Evet, daha ilkokulda iken bu konuşma bozukluğu olan küçük Seda Fidan, bu durumdan dersler çıkararak, ileride mutlaka bir TV-Radyo Spikeri olmayı kafasına koyar!.. Liseyi bitirdikten sonra, ilk olarak 'Niğde Üniversitesi 2 Yıllık İletişim Bölümü'ne girer. Mezun olduktan sonra kısa röportajlar yapar, kısa metrajlı filmler çekip, bunları satarak geçimini temin eder. Bazı işlere girer, 'Kekeme olduğu' gerekçesiyle bu işlerden kovulur!..

Seda Fırın bu olaylardan sonra 4 Yıllık Gümüşhane Üniversitesi Medya Bölümü'ne sınavla girer. Orada da bazı arkadaşları; "Senin gibi bir Kekemenin bu İletişim Fakültesi'nde ne işi olabilir?" diye tepki gösterirler, bu tepkiler onu daha da kamçılar!.. 'Kekele TV'yi kurması bu olaylar yüzündendir!.. 2019'da kurduğu bu TV, halen başarıyla devam etmektedir!..

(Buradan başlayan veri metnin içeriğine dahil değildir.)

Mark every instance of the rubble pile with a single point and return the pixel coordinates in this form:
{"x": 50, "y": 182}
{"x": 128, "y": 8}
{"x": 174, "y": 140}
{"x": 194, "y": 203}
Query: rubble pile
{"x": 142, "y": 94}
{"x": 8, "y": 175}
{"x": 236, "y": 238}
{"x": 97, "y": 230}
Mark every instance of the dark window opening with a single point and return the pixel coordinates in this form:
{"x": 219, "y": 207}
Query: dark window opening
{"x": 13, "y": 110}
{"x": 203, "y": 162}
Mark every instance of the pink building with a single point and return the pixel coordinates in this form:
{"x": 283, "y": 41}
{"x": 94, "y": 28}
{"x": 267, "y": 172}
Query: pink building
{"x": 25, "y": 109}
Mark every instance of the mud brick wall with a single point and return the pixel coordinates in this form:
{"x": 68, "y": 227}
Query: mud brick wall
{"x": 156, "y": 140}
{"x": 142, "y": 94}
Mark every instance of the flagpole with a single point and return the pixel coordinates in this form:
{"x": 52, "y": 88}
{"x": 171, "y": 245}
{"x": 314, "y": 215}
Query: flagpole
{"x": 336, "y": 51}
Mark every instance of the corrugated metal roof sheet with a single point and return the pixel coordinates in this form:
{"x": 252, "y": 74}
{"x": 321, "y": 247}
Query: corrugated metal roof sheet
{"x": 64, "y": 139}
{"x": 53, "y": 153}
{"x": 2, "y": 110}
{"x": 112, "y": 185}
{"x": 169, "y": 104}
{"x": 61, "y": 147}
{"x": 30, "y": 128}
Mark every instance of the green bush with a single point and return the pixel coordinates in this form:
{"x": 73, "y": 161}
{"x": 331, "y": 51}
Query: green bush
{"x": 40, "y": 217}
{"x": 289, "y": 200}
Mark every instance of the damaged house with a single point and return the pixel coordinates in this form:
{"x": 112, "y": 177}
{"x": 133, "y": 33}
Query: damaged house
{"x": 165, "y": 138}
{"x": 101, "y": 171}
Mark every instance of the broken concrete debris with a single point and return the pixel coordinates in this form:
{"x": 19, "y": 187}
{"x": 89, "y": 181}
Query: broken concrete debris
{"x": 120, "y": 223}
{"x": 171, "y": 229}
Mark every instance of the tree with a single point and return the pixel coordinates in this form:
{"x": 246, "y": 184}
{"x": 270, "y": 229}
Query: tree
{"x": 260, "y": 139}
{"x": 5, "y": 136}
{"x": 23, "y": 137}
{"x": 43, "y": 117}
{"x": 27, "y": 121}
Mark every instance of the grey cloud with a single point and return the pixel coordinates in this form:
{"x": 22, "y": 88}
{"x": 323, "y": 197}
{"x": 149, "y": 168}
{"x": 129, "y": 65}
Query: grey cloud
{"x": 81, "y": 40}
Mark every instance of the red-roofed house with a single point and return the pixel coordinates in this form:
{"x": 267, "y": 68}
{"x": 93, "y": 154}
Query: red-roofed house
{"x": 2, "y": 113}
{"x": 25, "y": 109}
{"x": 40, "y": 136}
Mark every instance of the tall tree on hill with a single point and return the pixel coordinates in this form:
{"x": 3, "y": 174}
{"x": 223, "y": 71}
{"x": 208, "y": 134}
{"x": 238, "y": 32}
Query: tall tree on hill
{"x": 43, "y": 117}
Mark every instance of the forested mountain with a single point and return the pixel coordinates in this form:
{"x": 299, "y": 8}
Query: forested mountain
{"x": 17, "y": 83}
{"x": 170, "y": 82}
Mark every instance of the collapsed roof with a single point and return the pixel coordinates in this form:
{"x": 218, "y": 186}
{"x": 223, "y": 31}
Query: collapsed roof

Bu bir inat, bir başarı öyküsüdür de, zati insanoğlunda doğuştan var olan bir tutku, bir özlem, bir zoru başarma inadı vardır!.. Örneğin: Boyu çok kısa olanların hemen hepsinde bir 'Basket Oyuncusu' olma hevesi mevcuttur!.. Gözleri görmeyenlerin hepsinde bir sineme-tiyatro-TV izleme özlemi vardır!.. Tekerlekli sandalyeye mahkûm olan herkes, illâ '100 Metre Engelli Koşu Şampiyonu' olmak ister!.. Her fakirin hayali, bir gün zengin olmaktır!.. Kumarbaz ruhlu olan herkes, bir gün mutlaka en büyük ikramiyeyi kazanacağını hayal eder!.. Her 'kekeme' de bir gün ünlü bir spiker gibi akıcı koşacağının ümidiyle yaşar!..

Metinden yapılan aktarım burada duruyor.